- Origin: Spokane, Washington, United States
- Genres: Rock, post-hardcore, pop rock
- Members: Preston Thomason Ben Emery Mike McClung Joshua Albright
- Past members: Seth Woodward Shayne Swenson Aaron Posey

= Coretta Scott (band) =

American rock band

Coretta Scott is an American rock band from Spokane, Washington.

Coretta Scott were formed in 2003 in Spokane, Washington.
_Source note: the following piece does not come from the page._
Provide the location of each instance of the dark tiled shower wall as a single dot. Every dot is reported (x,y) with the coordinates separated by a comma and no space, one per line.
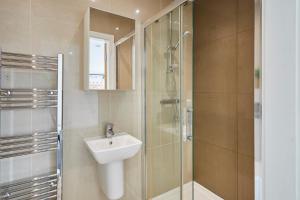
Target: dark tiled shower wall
(223,97)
While the band were part of the "Screamo" movement, they often shunned the "emo" title of the period onstage, in their music (specifically, the song Fashionably Depressed) and in interviews, often encouraging people to "remember what it was like to be happy and just love music.". The band was also known for their extensive touring in their active years, listing over 300 shows on their official site.

==Scream & Shout==
After signing to Rise Records, the band released their album, Scream & Shout, in August 2005. The hype leading up to its release propelled the band to the #1 spot for most hits on the PureVolume charts, topping much larger Major label bands such as Fallout Boy, Taking Back Sunday and Emery. The album was also well received by critics, with reviews in from magazines like OutBurn, iTunes and favorable mentions in Alternative Press. Absolutepunk.net described the band as having "a gift for writing catchy tunes that won't leave your head for days."

==Red Delicious==
Leaving the band a four-piece, original vocalist Seth Woodward left the band to focus on his side project "Paper Mache." The band continued on as a four-piece, With Albright on Vocals and Thomason left to sole Guitar duties. The new incarnation of the band represented a more stripped-down, raw sound. The ep Red Delicious was released in Spring of 2007 to mostly favorable reviews, although some were left confused with the change in direction of the band.

The band has been inactive since 2007, with sporadic shows happening in the following years for various causes. Thomason has since stayed busy with bands such as Striking Back and London Get Down. Vocalist Josh Albright moved to Los Angeles, and joined the band Kaura.